No Brasil – As oscilações de mercado permitiram à unidade brasileira da Cristal, em Camaçari-BA, manter ocupada sua capacidade de 60 mil t/ano. Embora a demanda nacional exija a importação de, em média, 100 mil t/ano de dióxido de titânio tipo rutilo, isso é insuficiente para justificar a implantação de novas linhas produtivas ou ampliações. “Mantemos os investimentos para atualização tecnológica, automação de processos, saúde, segurança e meio ambiente, mas não temos nenhum plano para aumentar a capacidade da planta”, confirmou Marino. Ele atribui a falta de apetite para ampliações à insegurança jurídica do país, entre outras, as variações frequentes de alíquotas de importação que impedem qualquer planejamento de longo prazo. “Sem previsibilidade, não há investimentos”, concluiu.

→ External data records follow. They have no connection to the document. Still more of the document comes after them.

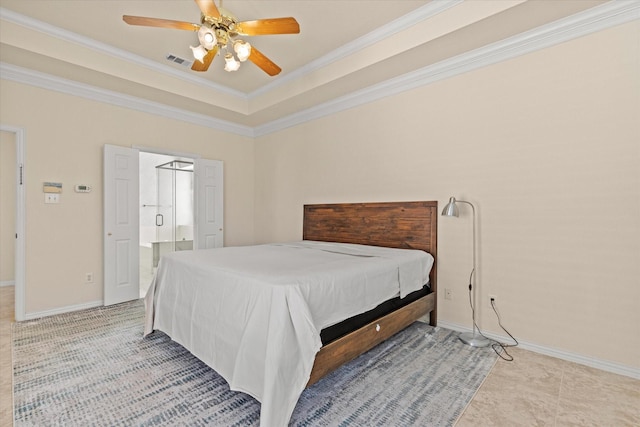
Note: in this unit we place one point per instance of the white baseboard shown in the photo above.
(604, 365)
(62, 310)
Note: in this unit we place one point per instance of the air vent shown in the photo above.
(179, 60)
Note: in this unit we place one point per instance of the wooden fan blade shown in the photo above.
(209, 8)
(161, 23)
(263, 27)
(207, 60)
(267, 65)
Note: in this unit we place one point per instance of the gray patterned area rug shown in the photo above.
(93, 367)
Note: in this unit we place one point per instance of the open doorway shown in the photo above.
(166, 210)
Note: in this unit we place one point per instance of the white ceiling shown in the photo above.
(343, 46)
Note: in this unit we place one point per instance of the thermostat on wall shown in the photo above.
(83, 188)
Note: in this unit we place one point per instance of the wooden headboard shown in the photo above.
(404, 225)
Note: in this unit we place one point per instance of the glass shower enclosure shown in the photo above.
(174, 212)
(166, 214)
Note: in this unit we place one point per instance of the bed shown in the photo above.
(263, 325)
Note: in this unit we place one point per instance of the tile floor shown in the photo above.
(533, 390)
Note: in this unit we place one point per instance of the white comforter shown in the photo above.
(254, 313)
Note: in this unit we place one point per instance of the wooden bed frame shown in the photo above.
(405, 225)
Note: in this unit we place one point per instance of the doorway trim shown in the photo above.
(19, 270)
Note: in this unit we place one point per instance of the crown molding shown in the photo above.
(599, 18)
(422, 13)
(70, 87)
(71, 37)
(590, 21)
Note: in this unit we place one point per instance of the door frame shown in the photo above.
(19, 269)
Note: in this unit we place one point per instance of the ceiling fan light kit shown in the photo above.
(219, 30)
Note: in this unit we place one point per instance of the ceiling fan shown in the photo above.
(218, 30)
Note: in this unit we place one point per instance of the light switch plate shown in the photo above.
(51, 198)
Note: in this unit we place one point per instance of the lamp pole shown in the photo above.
(474, 338)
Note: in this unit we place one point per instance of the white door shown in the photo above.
(208, 200)
(121, 225)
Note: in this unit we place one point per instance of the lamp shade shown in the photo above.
(450, 209)
(199, 52)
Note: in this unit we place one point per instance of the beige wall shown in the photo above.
(64, 137)
(546, 145)
(8, 206)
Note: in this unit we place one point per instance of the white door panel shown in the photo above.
(121, 225)
(208, 201)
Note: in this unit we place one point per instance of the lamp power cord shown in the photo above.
(497, 346)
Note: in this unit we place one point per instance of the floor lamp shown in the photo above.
(475, 338)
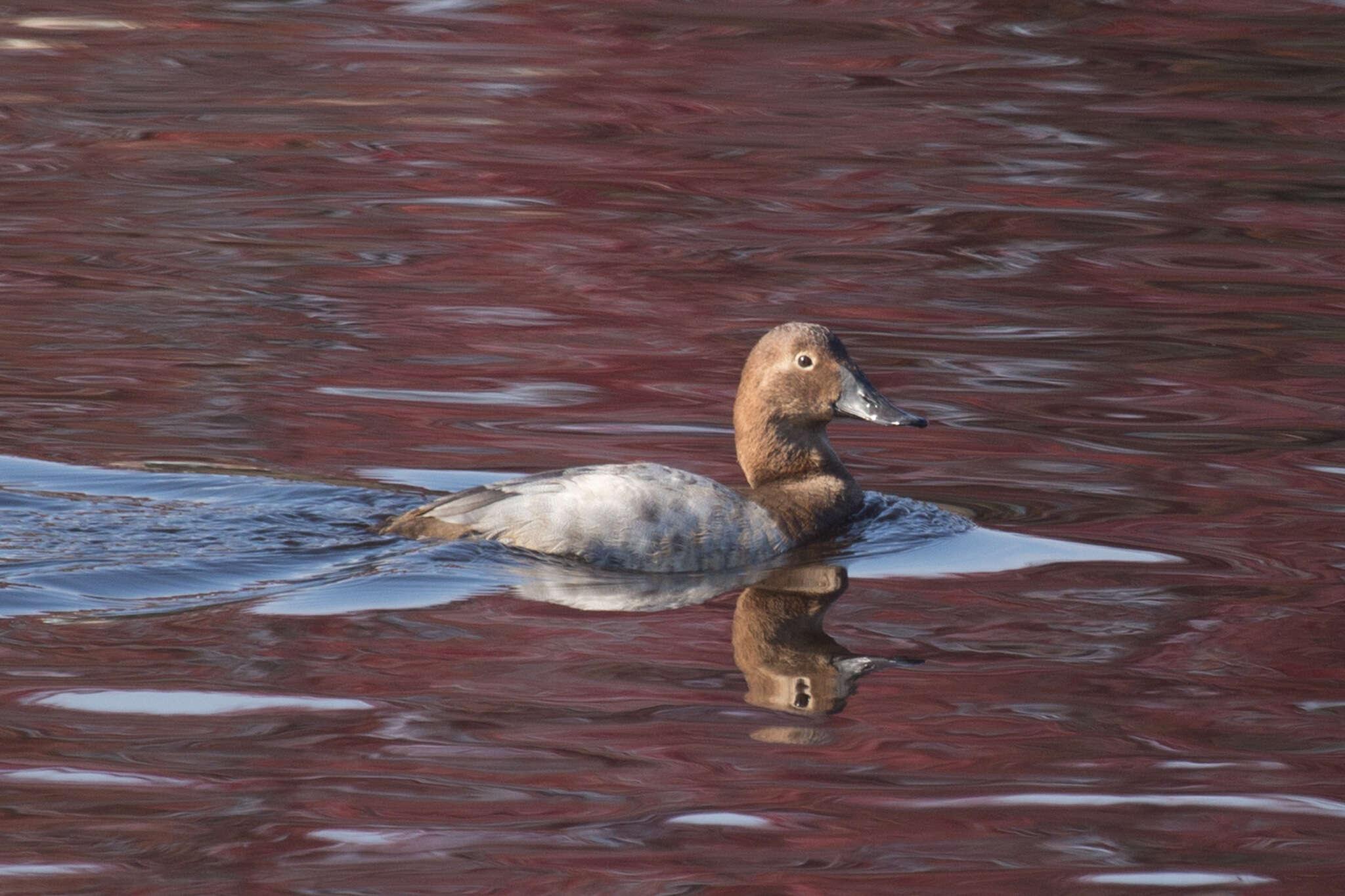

Neste ano, não foram instituídas cotas para importação de TiO2 com a alíquota temporária de 2%, como aconteceu em anos anteriores. Marino entende que a adoção de cotas e ou de qualquer condição temporária não beneficia o mercado como um todo e acrescenta que a Cristal tem trabalhado com o governo federal e associações da indústria para uma flexibilização responsável e permanente da alíquota do imposto de importação aplicável a todos os casos. “O Brasil tem um acordo de cooperação econômica com o México pelo do qual seus pigmentos pagam a metade do valor da alíquota vigente, então, a condição de uma alíquota menor e alinhada com a praticada pelos países produtores de dióxido de titânio, traria um benefício adicional aos consumidores brasileiros em geral”, disse. Segundo Marino, todos os países produtores do pigmento entendem ser necessário uma proteção mínima para compensar alguns movimentos comerciais deletérios praticados por alguns produtores.